JO-MARÉ DUDDY AND JANA-MARI SMITH
“I don't know what you are in if you have nine downturns,” Namib Mills CEO Ian Collard said.
According to the Namibia Statistics Agency (NSA) Namibia saw a -0.2% growth in the second quarter of this year, culminating in the country's ninth consecutive quarter of negative growth.
On Friday, Namib Mills announced price increases for a number of products.
Wheat flour prices are up 20%, rice by 14%, pasta by 16%, yeast by 15%, mahangu by 12% and sugar by 16%.
Klaus Schade of the Economic Association of Namibia (EAN), said in response to the increases that prices were being raised for wholesalers and retailers.
Depending on the shops' price models, there is a likelihood that the shelf prices could differ for consumers.
“Given the increase in fuel prices, shops could increase the transport margin and add higher transport costs to the announced price increases,” he said.
Figures released by the NSA last week show that annual transport inflation reached 12.9% in September, up from 9.7% in August, and 3.9% last year.
IJG Securities noted that this is the first time since June 2014 that transport inflation figures have reached double digits again.
Consumer basket
Schade said the average consumer spends nearly 15% of their monthly expenses on food.
Approximately 5% of the food basket is made up of bread and wheat products, while 2% is spent on wheat flour, pasta, mahangu and rice.
The latest inflation figures show September's inflation rate for bread and wheat products was at 3.8% - the highest to date this year.
In August, inflation for these products was 2.6% and in September 2017 the number was -2.4%.
The inflation rate for sugar, jam and confectionary last month was -2.5%.
The month before, it was -1.9% and in September 2017 it was 7.2%.
Overall food inflation last month was 2.6%, compared to 2.7% the previous month and 3.8% last year.
Namibia's overall inflation rate was 4.8%, the highest this year, but still lower than the 5.6% of September 2017.
Schade expects that should Namib Mill's latest price increases be passed onto the consumer, overall inflation could rise by 0.3 percentage points.
Transport
Following housing, water and electricity, transport is the third heaviest item in the consumer basket.
Out of every N$100 disposable income a consumer has, N$14.28 is spent on transport.
Inflation for the operational transport equipment, a subcategory which includes fuel, was 13.3% in September.
This presents the third consecutive month that the inflation rate has reached double digits.
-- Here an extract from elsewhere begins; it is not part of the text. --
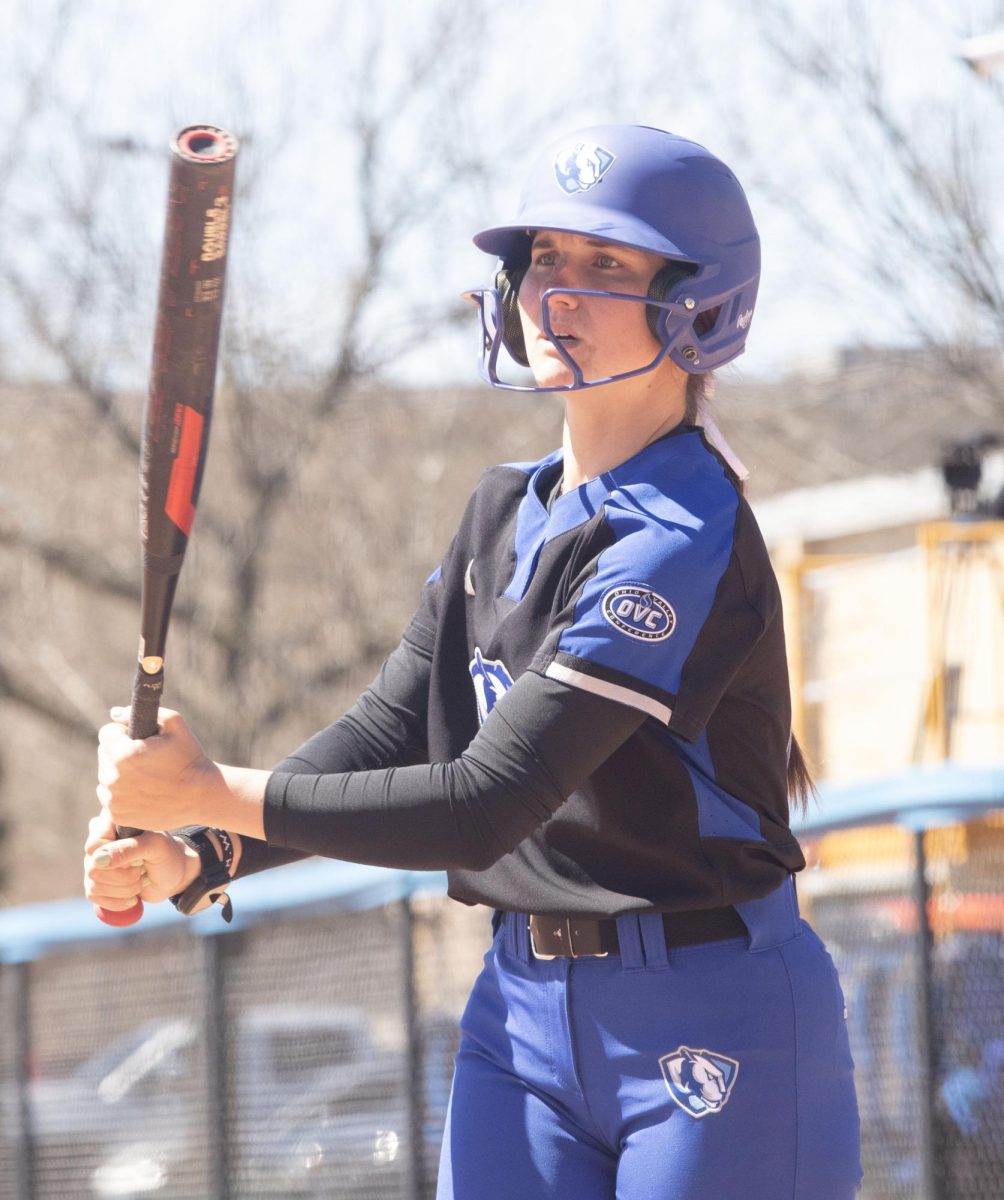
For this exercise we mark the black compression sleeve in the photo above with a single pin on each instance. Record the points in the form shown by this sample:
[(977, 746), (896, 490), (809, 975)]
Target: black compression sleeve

Shade warned that rising fuel prices could affect other food prices – especially items such as fruit which are imported over long distances from South Africa. The fruit inflation rate last month stood at 15.3%, the highest this year and up drastically since last year when it stood at -1.7%.
Namib Mills
Schade said the Namib Mills price hikes were not unexpected.
“Monthly average prices for white and yellow maize as well as wheat have increased on the JSE since the beginning of the year by 28%, 24% and 11%. Prices for delivery in December point at further increases.”
Collard on Friday said a number of factors influenced the price increases, including the weakening of the South African rand, to which the Namibian dollar is linked. He further said Namibia's economic policies were not supportive of growth.
Indirect taxes such as levies, including fuel levies, affect the cost of doing business in the country, making it “quite expensive”.
Such costs form part of the cost of sales, he said, and no business could afford to carry the costs over a period of extended time, as a company could face bankruptcy.
As a result, businesses have no choice but to pass the costs on to the consumer.
Collard said Namib Mills had made attempts to convince the government that the cost of business has to be kept low in order to protect consumers from unrealistic price increases.
“The economy is not at a good place at this stage,” he said.
Collard added that despite the gloomy news for consumers at the end of the year, there is a glimmer of light at the end of the tunnel.
It is likely, he said, that there could be a price decrease on maize meal at the beginning of next year.